In the past years, Nóra L. Ritók, Director of the Foundation, and her colleagues strove to offer breakout points to families in disadvantageous situations; families whose life-organising rules focus on bare subsistence and often go against the legal system, by developing a special integration model.
It was only through 13 years of work that the model developed and best practices consolidated into a system, and into an activity driven strategy. The success of the method is witnessed by approximately 500 prizes won annually by their pupils at domestic and international fine arts contests which are held for children the world over. The background image of the Foundation’s website consists of the children’s drawings. To date, the name of the arts school of Igazgyöngy Foundation has a prestige name in the international fine arts education for children; its teachers participate at conferences and workshops and their pupils at exhibitions; and their recognition is witnessed best by the fact that they were invited to Strasbourg at the time of the Hungarian EU Presidency. Their publications (13 textbooks, auxiliary materials) are used at many places at home and also by teachers of ethnic Hungarians abroad.
What is the essence of their method?
The first and most important constituent is arts education based on a special methodology. The methods they developed have an almost unbelievable impact on the children. In the afternoon arts school maintained by the Foundation, they learn the importance of self-expression and the use of the language of visual signs by alternative methods, and their entire personality develops by leaps and bounds in the meantime. Their work discipline improves; they learn the process of planning-implementation-evaluation, in a positive, creative atmosphere, in which their self-image turns positive and they experience the feeling of “self-efficacy”.

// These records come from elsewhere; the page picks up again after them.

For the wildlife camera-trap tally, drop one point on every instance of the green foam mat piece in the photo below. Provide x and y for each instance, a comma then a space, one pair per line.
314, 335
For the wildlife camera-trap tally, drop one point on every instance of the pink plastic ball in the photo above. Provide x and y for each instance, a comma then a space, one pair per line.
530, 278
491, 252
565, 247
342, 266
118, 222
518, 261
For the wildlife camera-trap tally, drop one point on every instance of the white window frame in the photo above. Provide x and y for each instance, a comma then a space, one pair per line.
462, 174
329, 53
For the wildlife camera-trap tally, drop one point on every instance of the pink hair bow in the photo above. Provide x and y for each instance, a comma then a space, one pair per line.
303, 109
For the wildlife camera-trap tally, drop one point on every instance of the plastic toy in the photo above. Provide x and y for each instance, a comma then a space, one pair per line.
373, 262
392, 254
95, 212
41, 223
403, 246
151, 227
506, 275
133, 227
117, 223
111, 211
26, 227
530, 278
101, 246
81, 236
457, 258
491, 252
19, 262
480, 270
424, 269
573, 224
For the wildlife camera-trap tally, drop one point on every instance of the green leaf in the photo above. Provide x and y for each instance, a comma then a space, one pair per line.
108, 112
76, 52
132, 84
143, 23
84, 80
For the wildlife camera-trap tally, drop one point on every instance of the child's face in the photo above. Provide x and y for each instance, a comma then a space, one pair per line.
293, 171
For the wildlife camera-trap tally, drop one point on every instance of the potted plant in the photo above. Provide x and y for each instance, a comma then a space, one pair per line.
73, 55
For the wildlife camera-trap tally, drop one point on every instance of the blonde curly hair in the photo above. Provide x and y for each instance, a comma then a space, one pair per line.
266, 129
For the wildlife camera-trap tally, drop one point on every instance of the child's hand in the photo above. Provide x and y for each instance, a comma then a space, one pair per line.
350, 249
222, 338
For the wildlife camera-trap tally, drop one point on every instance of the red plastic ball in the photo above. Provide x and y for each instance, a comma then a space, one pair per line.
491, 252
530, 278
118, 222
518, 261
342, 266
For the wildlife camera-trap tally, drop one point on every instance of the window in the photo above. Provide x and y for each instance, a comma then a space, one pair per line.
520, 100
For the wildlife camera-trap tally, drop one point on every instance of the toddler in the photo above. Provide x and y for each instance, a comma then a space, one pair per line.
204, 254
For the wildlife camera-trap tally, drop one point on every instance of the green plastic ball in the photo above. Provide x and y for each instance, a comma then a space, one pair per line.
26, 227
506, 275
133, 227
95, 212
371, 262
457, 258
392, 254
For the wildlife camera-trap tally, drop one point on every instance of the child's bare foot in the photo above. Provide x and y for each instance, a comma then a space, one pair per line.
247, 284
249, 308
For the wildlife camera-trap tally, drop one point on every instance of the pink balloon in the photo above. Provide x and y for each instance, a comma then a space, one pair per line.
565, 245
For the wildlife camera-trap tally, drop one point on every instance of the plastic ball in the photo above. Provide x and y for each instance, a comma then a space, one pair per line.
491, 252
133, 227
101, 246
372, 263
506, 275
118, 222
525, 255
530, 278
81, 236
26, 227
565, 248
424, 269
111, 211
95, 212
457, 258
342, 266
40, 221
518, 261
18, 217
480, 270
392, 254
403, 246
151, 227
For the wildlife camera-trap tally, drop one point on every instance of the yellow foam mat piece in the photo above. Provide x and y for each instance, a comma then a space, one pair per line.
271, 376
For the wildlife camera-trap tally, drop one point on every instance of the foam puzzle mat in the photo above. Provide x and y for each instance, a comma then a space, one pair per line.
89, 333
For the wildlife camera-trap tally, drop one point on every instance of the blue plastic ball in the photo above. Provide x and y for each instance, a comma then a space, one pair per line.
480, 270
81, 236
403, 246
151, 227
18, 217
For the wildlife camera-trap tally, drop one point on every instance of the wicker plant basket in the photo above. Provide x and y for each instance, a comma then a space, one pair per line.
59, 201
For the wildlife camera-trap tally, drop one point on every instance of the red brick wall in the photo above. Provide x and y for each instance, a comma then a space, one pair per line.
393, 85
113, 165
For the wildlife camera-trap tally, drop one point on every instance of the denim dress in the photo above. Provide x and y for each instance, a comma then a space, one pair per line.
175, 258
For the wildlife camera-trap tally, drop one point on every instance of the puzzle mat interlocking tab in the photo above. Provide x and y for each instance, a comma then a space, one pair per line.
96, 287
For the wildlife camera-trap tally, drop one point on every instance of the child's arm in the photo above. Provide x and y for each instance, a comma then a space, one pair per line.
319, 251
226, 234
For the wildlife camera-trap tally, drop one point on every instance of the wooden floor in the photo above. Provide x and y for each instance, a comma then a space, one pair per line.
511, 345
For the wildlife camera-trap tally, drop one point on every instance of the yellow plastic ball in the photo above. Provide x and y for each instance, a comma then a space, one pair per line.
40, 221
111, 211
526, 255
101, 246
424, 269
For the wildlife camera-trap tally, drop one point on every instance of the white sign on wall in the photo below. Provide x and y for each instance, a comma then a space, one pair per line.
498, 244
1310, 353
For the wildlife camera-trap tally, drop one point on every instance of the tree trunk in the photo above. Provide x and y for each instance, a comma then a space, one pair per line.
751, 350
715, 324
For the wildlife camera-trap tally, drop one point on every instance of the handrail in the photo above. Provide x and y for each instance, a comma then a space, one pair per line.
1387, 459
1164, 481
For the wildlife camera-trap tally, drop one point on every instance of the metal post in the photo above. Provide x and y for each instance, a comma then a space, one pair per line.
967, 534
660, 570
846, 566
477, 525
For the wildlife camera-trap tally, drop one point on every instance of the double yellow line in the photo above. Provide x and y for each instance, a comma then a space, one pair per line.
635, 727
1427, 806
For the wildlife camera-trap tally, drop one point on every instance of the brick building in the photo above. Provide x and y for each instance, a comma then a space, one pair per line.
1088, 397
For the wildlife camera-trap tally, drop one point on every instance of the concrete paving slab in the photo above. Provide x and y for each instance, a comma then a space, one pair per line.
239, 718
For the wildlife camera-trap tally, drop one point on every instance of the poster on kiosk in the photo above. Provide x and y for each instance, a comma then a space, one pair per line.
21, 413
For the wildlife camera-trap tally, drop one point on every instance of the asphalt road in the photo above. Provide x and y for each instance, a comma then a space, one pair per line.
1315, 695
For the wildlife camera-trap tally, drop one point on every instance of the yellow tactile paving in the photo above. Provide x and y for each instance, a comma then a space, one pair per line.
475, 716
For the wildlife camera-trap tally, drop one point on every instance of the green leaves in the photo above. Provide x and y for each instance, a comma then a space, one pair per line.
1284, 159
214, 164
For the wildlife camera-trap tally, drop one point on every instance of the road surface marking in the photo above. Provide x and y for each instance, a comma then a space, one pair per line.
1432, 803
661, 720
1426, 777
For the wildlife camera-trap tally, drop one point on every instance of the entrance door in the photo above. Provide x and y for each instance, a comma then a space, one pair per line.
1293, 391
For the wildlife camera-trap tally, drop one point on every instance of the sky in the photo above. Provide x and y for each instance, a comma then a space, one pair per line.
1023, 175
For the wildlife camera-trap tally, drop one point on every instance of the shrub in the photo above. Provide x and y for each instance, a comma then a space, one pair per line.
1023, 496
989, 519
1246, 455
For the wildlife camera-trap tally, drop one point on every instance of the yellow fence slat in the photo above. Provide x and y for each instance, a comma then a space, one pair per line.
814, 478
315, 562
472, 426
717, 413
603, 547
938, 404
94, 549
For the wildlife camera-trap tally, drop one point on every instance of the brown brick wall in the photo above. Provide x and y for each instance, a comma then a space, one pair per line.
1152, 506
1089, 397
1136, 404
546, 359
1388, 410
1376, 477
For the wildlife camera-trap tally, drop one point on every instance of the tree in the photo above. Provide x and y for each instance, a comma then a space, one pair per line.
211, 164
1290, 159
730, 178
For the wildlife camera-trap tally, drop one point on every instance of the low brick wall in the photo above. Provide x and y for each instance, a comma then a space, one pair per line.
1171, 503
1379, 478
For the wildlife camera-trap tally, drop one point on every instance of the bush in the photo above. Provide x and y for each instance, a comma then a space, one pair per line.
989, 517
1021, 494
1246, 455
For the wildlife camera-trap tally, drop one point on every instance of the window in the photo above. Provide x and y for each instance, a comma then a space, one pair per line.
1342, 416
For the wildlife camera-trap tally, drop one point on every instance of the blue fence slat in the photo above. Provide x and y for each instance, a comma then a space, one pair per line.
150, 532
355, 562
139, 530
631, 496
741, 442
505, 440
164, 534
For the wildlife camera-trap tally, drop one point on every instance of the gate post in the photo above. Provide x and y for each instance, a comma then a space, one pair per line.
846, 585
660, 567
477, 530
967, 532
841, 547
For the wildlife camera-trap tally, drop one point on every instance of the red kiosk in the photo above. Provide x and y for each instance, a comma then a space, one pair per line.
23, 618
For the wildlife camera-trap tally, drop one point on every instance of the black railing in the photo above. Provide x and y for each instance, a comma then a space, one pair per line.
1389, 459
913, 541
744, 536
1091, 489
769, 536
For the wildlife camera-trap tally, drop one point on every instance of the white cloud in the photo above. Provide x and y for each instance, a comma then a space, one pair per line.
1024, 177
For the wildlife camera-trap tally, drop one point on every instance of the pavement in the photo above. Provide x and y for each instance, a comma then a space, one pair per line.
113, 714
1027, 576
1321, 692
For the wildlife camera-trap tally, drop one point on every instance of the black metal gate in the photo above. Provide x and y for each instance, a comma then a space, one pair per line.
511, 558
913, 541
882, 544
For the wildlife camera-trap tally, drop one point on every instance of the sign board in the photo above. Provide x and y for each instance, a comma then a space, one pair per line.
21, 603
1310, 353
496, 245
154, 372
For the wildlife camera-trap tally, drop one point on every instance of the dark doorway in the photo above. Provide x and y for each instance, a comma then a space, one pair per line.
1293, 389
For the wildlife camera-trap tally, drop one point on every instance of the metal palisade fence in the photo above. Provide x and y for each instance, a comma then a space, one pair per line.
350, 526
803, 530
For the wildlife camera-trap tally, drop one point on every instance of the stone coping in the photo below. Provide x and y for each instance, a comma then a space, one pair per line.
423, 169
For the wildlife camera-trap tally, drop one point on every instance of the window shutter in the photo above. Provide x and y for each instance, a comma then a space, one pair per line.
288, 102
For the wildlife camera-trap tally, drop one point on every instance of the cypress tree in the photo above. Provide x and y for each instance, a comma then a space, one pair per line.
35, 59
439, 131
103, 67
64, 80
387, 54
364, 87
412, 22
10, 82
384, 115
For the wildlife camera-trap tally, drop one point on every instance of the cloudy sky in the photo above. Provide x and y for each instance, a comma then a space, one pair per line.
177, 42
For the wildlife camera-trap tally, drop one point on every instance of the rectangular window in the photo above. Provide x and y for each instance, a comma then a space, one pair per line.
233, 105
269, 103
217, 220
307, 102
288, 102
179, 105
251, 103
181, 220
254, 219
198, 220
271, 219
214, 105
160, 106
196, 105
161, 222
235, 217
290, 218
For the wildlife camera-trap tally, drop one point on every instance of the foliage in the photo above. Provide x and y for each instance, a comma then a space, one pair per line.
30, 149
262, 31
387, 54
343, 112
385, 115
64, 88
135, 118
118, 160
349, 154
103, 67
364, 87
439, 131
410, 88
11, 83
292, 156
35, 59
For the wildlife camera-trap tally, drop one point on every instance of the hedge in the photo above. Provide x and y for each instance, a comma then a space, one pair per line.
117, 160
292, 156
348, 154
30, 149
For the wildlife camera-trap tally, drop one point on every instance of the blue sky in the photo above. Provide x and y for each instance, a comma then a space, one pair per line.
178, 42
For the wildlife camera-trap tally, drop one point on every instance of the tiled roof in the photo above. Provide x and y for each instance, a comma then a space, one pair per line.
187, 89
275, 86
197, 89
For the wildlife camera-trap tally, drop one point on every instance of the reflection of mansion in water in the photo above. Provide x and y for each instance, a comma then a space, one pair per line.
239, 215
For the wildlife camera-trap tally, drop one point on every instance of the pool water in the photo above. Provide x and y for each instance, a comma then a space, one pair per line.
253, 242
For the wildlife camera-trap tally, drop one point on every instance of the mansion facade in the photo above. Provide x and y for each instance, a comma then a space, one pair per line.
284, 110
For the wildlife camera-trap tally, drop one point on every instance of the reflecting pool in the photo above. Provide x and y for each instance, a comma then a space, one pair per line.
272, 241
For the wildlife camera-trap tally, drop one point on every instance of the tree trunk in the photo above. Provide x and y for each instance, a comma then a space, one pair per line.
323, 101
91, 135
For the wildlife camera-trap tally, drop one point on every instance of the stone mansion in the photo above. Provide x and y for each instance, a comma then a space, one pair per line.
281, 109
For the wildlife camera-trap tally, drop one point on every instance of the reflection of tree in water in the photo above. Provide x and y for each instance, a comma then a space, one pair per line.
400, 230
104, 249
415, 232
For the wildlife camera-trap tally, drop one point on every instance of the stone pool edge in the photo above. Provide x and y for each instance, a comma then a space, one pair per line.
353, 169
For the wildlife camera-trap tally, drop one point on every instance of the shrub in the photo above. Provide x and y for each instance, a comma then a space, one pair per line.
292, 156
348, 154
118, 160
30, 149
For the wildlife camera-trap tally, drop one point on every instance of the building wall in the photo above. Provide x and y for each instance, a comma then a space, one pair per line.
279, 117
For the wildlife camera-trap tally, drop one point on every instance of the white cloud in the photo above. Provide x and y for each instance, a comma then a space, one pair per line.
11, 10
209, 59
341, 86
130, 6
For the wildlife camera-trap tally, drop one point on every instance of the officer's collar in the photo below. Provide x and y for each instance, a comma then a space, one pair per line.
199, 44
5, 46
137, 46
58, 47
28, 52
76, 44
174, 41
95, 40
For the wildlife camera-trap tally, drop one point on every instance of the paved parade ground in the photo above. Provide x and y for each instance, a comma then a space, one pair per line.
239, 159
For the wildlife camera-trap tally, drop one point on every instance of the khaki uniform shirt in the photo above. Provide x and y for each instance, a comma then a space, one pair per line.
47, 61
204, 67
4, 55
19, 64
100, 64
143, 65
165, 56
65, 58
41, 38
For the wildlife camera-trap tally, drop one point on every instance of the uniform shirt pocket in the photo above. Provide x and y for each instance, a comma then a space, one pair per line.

Creation develops every competency, every thinking skill; it expands one’s knowledge (for you can only draw on what you know about), and it develops the social competencies. Co-operative skills are developed through a series of co-operative exercises.
Teachers participating in arts education pay special attention to transferring the positive effects manifesting themselves at their sessions to their daily life and throughout their schooling. It is highly important that children take the news of their happy and joyful artistic activities and their feelings of success back home. This provides a good basis for contact-building with the families.
The second component of the strategy is family care, as the arts school programme interprets the problem of underprivileged status in its complexity. No change of merit can be achieved with children coming from families living in deep poverty by staying within the school walls. The Foundation teachers have embarked on family care: in the interest of the children, they have made the parents their partners. The first and foremost task was to build a relationship of trust with the parents; this is the springboard for all other action. It was this atmosphere of trust that let the teachers understand the extremely complex set of problems implied by underprivileged status.
In the context of family care, the Foundation applies with success a particularly high number of “best practices” which have been adopted by an increasing number of other actors in Hungary. Their ‘support models and programmes’ differ from those applied previously. To mention a few: small garden programme, bio-briquette making, electricity metre installation project, special grant programme, needlework and handicrafts activities for women, mentor contact network.
During the years, local community-building acquired special importance through the family care activities. With families socialised in destitution, it is difficult to speak of a real community, especially if co-operation is aggravated by ethnic differences. Each of the groups of the Roma and the non-Roma, of Hungarians and Romanians living along the border and, within the Gypsy community, of the Vlach, Gypsy-Romungro-Roman Gypsy types has its own value system which is different from those of the others. However, the community programmes of the Foundation, driven by the principle of creation, can bring these groups together.
The third component of the strategy is inter-institutional co-operation. The Foundation is unique in Hungary in that it contributes to the development of strategic joint thinking by the official—service provider—helper institutions and organisations.
Apart from the artistic successes of the pupils, the achievements manifest themselves also in their motivation, the improvement of the mental state of the parents, changes in the residential environment, the search for opportunities and the development of the communication of the children and their families.
In 2011, the National Talent Support Council awarded the honourable title of Ambassador of Hungarian Talent to Nóra L. Ritók, Director of the Foundation. This award is granted to persons excelling in their profession, who assist and represent the importance of talent through the accomplishment of their individual mission.
The mission of our Ambassador of Talent is shown best by the following quotation which could also be considered the motto of her Foundation work of 13 years: “The positive energy produced by creativity, by human activity, can shake up even people living in the deepest misery. Talent is born there too, but destitution often suppresses it so it cannot be asserted.
Creation has many faces …the common denominator being that its effect is always positive on both the individual and the community. And community creation offers one more benefit: the joy of collective creation and of recognition. It generates hopes where there is only hopelessness. The miracle of “creation and sharing” must be taken to every human being, to every community. Let it assert its effects; let it show the way. To all of us.”